Sementara dua wanita itu masih dengan pertanyaan yang belum ada jawabannya hanya bisa saling pandang sambil melangkahkan kaki untuk mengikuti kemana mereka akan dibawa.

Kara menggenggam erat tangan mertuanya itu, mertuanya hanya menoleh sebentar dan kemudian kembali fokus pada jalanan lagi. Tak ada pembicaraan yang Mereka buka untuk menemani perjalanan mereka, hanya Terdengar suara heels yang Bertemu pada ubin keramik saja.

"Ah tidak usah di buka, biar saya Saja.
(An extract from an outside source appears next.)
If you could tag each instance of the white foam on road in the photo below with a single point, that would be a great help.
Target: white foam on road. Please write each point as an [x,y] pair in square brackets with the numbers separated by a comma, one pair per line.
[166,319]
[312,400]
Kamu boleh pergi sekarang dan siapkan semuanya seperti apa yang saya Katakan sebelumnya ya." Ucap laki-laki itu menahan gerakan tangan pelayan yang akan membuka pintu sebuah ruangan.

Istrinya dan juga menantunya itu hanya diam saja, melihat apa yang bisa mereka jadikan Jawaban dari rasa penasaran mereka itu.

"Baik pak, kalau seperti itu saya permisi dulu." Ucap pelayan itu sambil sedikit membungkuk kan Tubuhnya memberikan hormat pada semua orang yang ada disana.

Setelah itu ia langsung melangkah untuk pergi meninggalkan pertanyaan demi pertanyaan yang belum sempat terjawab.